Removing extra lines from file


 
Thread Tools Search this Thread
Top Forums Shell Programming and Scripting Removing extra lines from file
# 1  
Old 01-05-2015
Removing extra lines from file

I have a file where data looks like this:

===

Code:
<?xml version="1.0" encoding="utf-8"?>
<xml xmlns:s='uuid:XYZ'
     xmlns:dt='uuid:ABC'
     xmlns:rs='urn:schemas-microsoft-com:rowset'
     xmlns:z='#RowsetSchema'>
<s:Schema id='RowsetSchema'>
   <s:ElementType name='row' content='eltOnly' rs:CommandTimeout='30'>
      <s:AttributeType name='First_Name' rs:name='First_Name' rs:number='1'>
         <s:datatype dt:type='string' dt:maxLength='100' />
      </s:AttributeType>
      <s:AttributeType name='Hospital_Name' rs:name='Hospital_Name' rs:number='2'>
         <s:datatype dt:type='string' dt:maxLength='100' />
      </s:AttributeType>
      <s:AttributeType name='Dept_Name' rs:name='Dept_Name' rs:number='3'>
         <s:datatype dt:type='string' dt:maxLength='100' />
      </s:AttributeType>
   </s:ElementType>
</s:Schema>
<rs:data>
   <z:First_Name='John Doe' Hospital_Name='XYZ Hospital' Dept_Name='Heart Health' />  
</rs:data>
</xml>

<?xml version="1.0" encoding="utf-8"?>
<xml xmlns:s='uuid:XYZ'
     xmlns:dt='uuid:ABC'
     xmlns:rs='urn:schemas-microsoft-com:rowset'
     xmlns:z='#RowsetSchema'>
<s:Schema id='RowsetSchema'>
   <s:ElementType name='row' content='eltOnly' rs:CommandTimeout='30'>
      <s:AttributeType name='First_Name' rs:name='First_Name' rs:number='1'>
         <s:datatype dt:type='string' dt:maxLength='100' />
      </s:AttributeType>
      <s:AttributeType name='Hospital_Name' rs:name='Hospital_Name' rs:number='2'>
         <s:datatype dt:type='string' dt:maxLength='100' />
      </s:AttributeType>
      <s:AttributeType name='Dept_Name' rs:name='Dept_Name' rs:number='3'>
         <s:datatype dt:type='string' dt:maxLength='100' />
      </s:AttributeType>
   </s:ElementType>
</s:Schema>
<rs:data>
    <z:First_Name='Jane Doe' Hospital_Name='XYZ Hospital' Dept_Name='Maternity' /> 
</rs:data>
</xml>

===

So basically XML attributes are being repeated.
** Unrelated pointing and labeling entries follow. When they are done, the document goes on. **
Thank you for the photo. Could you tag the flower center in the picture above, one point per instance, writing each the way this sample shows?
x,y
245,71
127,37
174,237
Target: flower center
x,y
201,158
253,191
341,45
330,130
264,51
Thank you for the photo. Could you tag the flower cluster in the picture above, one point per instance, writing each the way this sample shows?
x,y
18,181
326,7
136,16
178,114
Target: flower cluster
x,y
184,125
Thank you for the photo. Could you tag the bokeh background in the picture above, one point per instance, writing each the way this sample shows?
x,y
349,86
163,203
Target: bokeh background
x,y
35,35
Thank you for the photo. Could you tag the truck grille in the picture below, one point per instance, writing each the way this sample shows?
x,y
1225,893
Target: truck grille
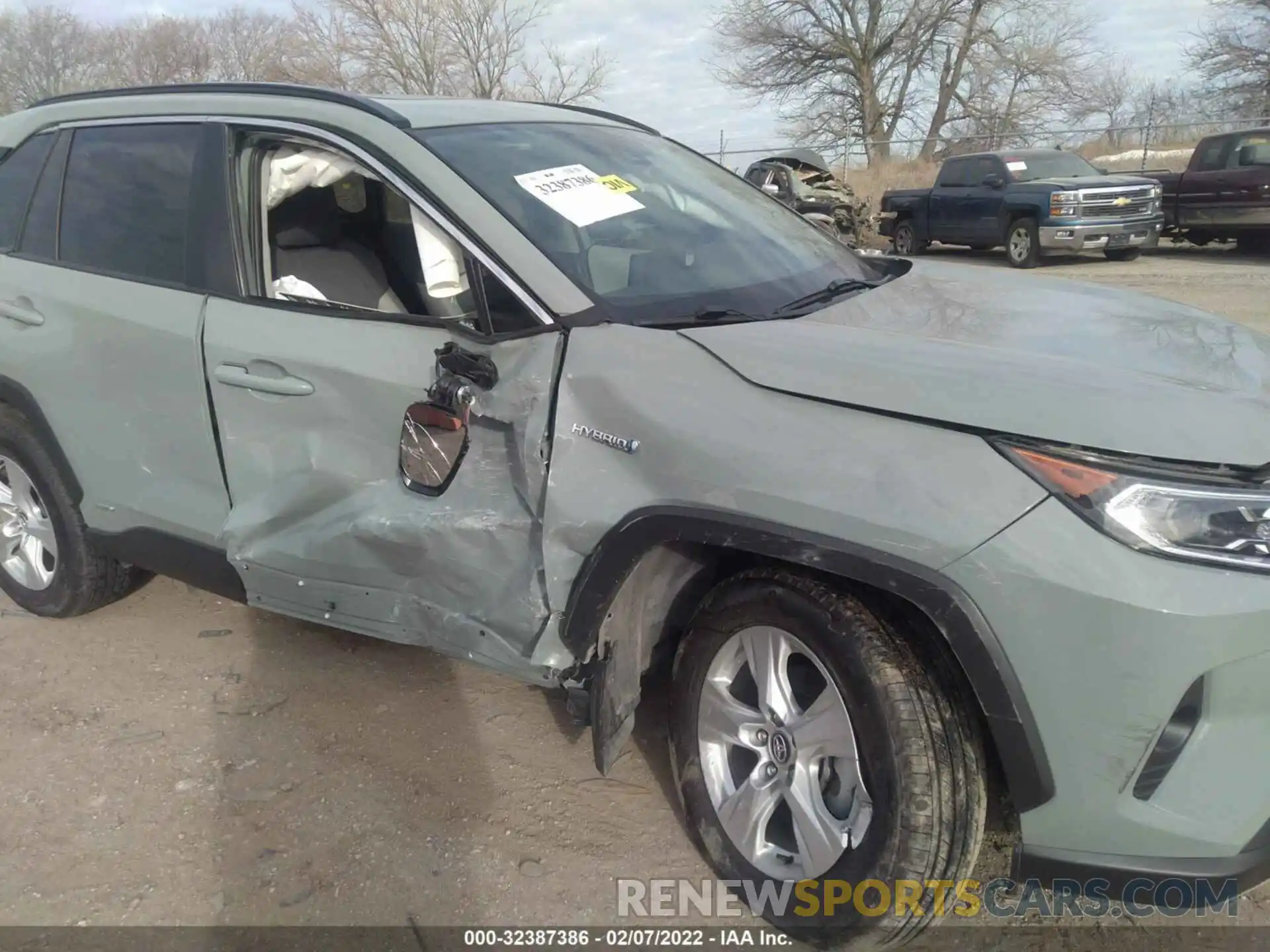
x,y
1130,202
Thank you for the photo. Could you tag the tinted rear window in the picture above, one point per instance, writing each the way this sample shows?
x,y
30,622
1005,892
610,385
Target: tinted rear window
x,y
18,175
126,200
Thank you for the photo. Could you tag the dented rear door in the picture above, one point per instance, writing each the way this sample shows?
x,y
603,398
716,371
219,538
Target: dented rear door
x,y
321,526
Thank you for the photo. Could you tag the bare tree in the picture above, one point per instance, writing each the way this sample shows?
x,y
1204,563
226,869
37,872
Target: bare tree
x,y
487,41
325,52
1021,81
155,51
253,48
45,51
1108,95
558,79
435,48
837,69
1232,55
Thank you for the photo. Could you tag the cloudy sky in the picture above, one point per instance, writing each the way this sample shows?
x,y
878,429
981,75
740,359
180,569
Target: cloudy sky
x,y
661,51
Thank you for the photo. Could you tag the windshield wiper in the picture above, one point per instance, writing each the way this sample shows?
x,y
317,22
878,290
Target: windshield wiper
x,y
706,315
835,288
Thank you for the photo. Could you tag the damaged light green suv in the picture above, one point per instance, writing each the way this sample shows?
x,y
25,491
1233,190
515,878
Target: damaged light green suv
x,y
538,387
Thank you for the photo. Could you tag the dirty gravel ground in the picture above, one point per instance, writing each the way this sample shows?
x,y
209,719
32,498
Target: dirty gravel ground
x,y
177,758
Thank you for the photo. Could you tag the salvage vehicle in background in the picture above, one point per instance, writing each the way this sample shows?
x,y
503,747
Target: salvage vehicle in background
x,y
1033,201
802,179
1224,192
542,390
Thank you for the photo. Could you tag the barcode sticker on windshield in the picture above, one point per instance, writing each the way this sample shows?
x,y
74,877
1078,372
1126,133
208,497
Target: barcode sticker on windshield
x,y
577,193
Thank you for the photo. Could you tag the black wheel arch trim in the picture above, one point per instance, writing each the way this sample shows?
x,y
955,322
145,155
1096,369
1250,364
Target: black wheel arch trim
x,y
185,560
944,602
17,397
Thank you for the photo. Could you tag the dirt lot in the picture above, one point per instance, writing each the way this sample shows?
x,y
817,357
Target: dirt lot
x,y
181,760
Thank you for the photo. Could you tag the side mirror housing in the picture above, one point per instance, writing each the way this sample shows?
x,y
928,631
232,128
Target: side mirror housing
x,y
433,444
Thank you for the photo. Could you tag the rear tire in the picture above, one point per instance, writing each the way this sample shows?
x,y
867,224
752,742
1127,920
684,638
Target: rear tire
x,y
1253,244
1123,254
919,757
1023,244
48,563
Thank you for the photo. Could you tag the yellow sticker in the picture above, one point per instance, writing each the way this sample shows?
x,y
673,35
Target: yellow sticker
x,y
616,183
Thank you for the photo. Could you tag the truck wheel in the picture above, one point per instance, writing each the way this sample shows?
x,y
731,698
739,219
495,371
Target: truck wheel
x,y
1123,254
810,742
48,564
1255,243
905,241
1023,244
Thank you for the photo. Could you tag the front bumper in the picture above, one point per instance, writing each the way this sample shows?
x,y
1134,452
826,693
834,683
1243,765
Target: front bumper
x,y
1105,641
1096,237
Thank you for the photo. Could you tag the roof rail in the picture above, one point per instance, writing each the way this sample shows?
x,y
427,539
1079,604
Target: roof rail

I want to get XML attributes once and


Code:
<?xml version="1.0" encoding="utf-8"?>
<xml xmlns:s='uuid:XYZ'
     xmlns:dt='uuid:ABC'
     xmlns:rs='urn:schemas-microsoft-com:rowset'
     xmlns:z='#RowsetSchema'>
<s:Schema id='RowsetSchema'>
   <s:ElementType name='row' content='eltOnly' rs:CommandTimeout='30'>
      <s:AttributeType name='First_Name' rs:name='First_Name' rs:number='1'>
         <s:datatype dt:type='string' dt:maxLength='100' />
      </s:AttributeType>
      <s:AttributeType name='Hospital_Name' rs:name='Hospital_Name' rs:number='2'>
         <s:datatype dt:type='string' dt:maxLength='100' />
      </s:AttributeType>
      <s:AttributeType name='Dept_Name' rs:name='Dept_Name' rs:number='3'>
         <s:datatype dt:type='string' dt:maxLength='100' />
      </s:AttributeType>
   </s:ElementType>
</s:Schema>
<rs:data>
   <z:First_Name='John Doe' Hospital_Name='XYZ Hospital' Dept_Name='Heart Health' />  
<rs:data>
    <z:First_Name='Jane Doe' Hospital_Name='XYZ Hospital' Dept_Name='Maternity' /> 
</rs:data>
</xml>



Any ideas on how to do this??

Last edited by Don Cragun; 01-05-2015 at 10:01 PM.. Reason: Add CODE tags.
# 2  
Old 01-05-2015
Shouldn't:
Code:
<rs:data>
   <z:First_Name='John Doe' Hospital_Name='XYZ Hospital' Dept_Name='Heart Health' />  
<rs:data>
    <z:First_Name='Jane Doe' Hospital_Name='XYZ Hospital' Dept_Name='Maternity' /> 
</rs:data>

in the output be:
Code:
<rs:data>
   <z:First_Name='John Doe' Hospital_Name='XYZ Hospital' Dept_Name='Heart Health' />
</rs:data>
<rs:data>
    <z:First_Name='Jane Doe' Hospital_Name='XYZ Hospital' Dept_Name='Maternity' /> 
</rs:data>

or:
Code:
<rs:data>
   <z:First_Name='John Doe' Hospital_Name='XYZ Hospital' Dept_Name='Heart Health' />  
    <z:First_Name='Jane Doe' Hospital_Name='XYZ Hospital' Dept_Name='Maternity' /> 
</rs:data>

and, if so, which is it supposed to be?

Should the opening tag <rs:data> be matched by the closing tag </rs:data> or by </rs>?
# 3  
Old 01-06-2015
Yes you are right.

Data lines should be like this

Code:
<rs:data>
   <z:First_Name='John Doe' Hospital_Name='XYZ Hospital' Dept_Name='Heart Health' />  
    <z:First_Name='Jane Doe' Hospital_Name='XYZ Hospital' Dept_Name='Maternity' /> 
</rs:data>

Thanks.
Moderator's Comments:
Mod Comment Please always use CODE tags when displaying sample input, output, and code. Without CODE tags all occurrences of adjacent spaces and tabs disappear (at the start of a line) or are coalesced into a single space in the middle of a line.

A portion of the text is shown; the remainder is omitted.